20. Dispute Resolution
In the event of any dispute or disagreement between Seller and Buyer arising out of or relating to the Contract (a “Dispute”), such Dispute, upon the written request of Seller or Buyer, shall be referred to the chief financial officers of each party or their respective designees. The chief financial officers or their respective designees shall promptly meet in good faith to resolve the Dispute and if they do not agree upon a resolution within thirty (30) calendar days after the reference of the Dispute to them, then such Dispute, upon written notice from one party to the other of its intent to arbitrate (an “Arbitration Notice”), shall be submitted to and settled exclusively by final and binding arbitration in lieu of any judicial proceeding; provided, however, that nothing contained in this Section shall preclude any party from seeking or obtaining from a court of competent jurisdiction (a) injunctive relief, or (b) equitable or other judicial relief to specifically enforce the provisions of the Contract or to preserve the status quo prior to the event(s) leading to the Dispute.
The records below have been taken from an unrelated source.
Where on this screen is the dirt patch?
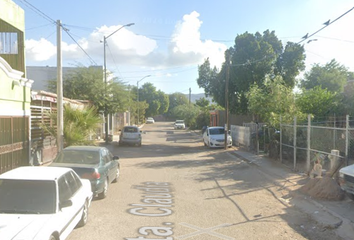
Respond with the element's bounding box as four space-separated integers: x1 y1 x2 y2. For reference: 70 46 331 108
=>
300 176 345 201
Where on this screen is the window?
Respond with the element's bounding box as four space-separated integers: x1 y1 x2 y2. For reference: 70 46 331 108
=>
0 32 18 54
0 179 56 214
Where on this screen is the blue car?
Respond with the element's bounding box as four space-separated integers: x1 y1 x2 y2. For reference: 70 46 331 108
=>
50 146 120 198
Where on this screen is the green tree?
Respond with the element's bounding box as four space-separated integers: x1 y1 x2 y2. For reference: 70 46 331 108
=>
139 82 169 117
197 30 305 113
195 98 210 108
300 59 351 93
247 76 304 127
157 90 170 114
47 66 129 113
41 104 102 147
172 104 201 129
166 92 189 119
296 86 339 121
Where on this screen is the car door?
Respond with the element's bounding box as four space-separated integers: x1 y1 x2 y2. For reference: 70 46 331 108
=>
102 149 117 182
57 174 77 238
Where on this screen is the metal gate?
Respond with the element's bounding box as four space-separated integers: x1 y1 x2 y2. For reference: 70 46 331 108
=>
0 116 30 174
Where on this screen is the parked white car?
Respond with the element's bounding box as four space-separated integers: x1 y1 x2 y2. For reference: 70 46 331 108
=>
174 120 186 129
0 166 92 240
339 165 354 200
119 126 142 147
146 117 155 123
203 127 232 148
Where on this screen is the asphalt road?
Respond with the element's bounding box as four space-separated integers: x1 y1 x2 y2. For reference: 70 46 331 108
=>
68 122 340 240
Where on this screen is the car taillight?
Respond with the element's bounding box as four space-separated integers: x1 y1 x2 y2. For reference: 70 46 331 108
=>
81 172 101 179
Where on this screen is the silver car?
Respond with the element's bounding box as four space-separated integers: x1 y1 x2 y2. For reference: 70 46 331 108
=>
119 126 142 147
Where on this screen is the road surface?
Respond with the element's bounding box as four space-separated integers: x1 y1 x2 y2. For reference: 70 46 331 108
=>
68 122 340 240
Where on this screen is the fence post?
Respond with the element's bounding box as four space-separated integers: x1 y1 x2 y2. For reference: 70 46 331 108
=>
279 116 283 163
306 115 311 173
345 115 349 166
293 116 297 170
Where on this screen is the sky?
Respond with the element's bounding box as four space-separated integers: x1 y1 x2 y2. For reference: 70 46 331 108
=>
13 0 354 94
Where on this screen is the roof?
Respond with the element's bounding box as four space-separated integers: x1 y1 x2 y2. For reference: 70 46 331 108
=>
208 126 224 129
0 166 72 181
63 146 104 152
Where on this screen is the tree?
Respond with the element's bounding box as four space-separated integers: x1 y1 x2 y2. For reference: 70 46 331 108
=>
195 98 210 108
247 76 304 127
139 82 169 117
172 104 201 129
157 90 170 114
296 86 339 121
166 92 189 118
41 104 102 147
300 59 351 93
197 30 305 113
47 66 129 113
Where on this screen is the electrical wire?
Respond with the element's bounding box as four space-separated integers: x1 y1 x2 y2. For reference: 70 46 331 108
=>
63 27 98 66
20 0 56 25
298 7 354 44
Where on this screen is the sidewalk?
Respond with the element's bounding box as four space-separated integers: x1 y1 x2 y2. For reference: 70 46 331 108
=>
232 147 354 239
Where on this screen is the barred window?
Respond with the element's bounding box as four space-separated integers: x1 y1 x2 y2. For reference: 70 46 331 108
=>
0 32 18 54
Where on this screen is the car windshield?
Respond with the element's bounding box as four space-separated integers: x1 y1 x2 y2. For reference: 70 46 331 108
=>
0 179 56 214
209 128 225 135
124 127 138 133
54 150 100 164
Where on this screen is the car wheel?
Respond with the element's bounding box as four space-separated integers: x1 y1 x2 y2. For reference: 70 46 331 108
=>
98 179 108 199
49 235 57 240
347 192 354 201
113 168 120 183
77 201 88 227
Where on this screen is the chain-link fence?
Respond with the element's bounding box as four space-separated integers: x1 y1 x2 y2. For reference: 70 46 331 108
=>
279 116 354 172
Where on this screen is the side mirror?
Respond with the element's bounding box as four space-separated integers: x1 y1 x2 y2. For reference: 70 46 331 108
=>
59 199 73 209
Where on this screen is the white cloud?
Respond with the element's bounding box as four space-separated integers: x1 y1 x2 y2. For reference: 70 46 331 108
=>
170 11 227 68
25 38 57 62
26 11 227 71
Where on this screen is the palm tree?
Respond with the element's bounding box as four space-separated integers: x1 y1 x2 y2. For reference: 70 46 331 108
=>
41 104 102 147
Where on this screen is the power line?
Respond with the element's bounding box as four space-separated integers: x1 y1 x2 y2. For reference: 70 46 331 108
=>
63 27 98 66
20 0 56 25
298 7 354 44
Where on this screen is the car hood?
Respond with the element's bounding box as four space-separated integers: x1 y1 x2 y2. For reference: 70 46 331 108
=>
50 162 99 169
339 165 354 176
0 214 52 240
209 134 231 140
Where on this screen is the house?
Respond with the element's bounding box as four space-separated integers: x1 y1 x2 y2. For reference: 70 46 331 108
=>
0 0 33 173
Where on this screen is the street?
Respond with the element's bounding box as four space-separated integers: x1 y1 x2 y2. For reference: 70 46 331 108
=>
68 122 341 240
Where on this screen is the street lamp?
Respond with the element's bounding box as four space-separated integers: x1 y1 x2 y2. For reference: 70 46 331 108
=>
136 75 151 125
103 23 134 143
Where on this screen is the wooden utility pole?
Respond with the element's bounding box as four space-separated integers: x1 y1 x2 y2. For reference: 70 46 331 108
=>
189 88 192 104
225 54 230 149
57 20 64 152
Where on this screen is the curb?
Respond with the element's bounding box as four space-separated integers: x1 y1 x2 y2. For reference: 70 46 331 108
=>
232 150 344 231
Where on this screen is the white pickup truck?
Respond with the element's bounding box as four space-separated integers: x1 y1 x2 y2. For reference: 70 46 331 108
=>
339 164 354 200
Arbitration shall be conducted by the American Arbitration Association in Chicago, Illinois before a single arbitrator in accordance with the Commercial Arbitration Rules of the American Arbitration Association existing at the date of submission of the Dispute to arbitration. Any arbitration award shall be binding and enforceable against Seller and Buyer, and judgment may be entered thereon in any court of competent jurisdiction. Notwithstanding the forgoing, any Dispute relating to, or arising out of, in whole or in part, any breach of Buyer’s obligations of confidentiality hereunder or for the misuse or infringement of Seller’s intellectual property rights by Buyer shall not be subject to binding arbitration under this Contract.
21.Assignment, Waiver, Entire Agreement, Severability
Buyer may not assign or delegate any of its rights or obligations under the Contract without prior written consent from Seller. Seller may terminate the Contract upon giving at least sixty (60) days written notice to Buyer, without any liability to Buyer, if there is a change of control of Buyer. Seller may assign its rights and obligations under the Contract at any time, without Buyer’s prior written consent. The failure of either Party to enforce any right or remedy provided in the Contract or by law on a particular occasion will not be deemed a waiver of that right or remedy on a subsequent occasion or a waiver of any other right or remedy. The Contract constitutes the entire agreement between the Parties with respect to its subject matter, and supersedes all prior oral or written representations or agreements by the Parties with respect to the subject matter of the Contract. This Contract may not be modified unless in writing and signed by authorized representatives of both Parties. Any provision found invalid or unenforceable will not affect the validity or enforceability of any other provision and the invalid provision may be judicially modified to the extent enforceable.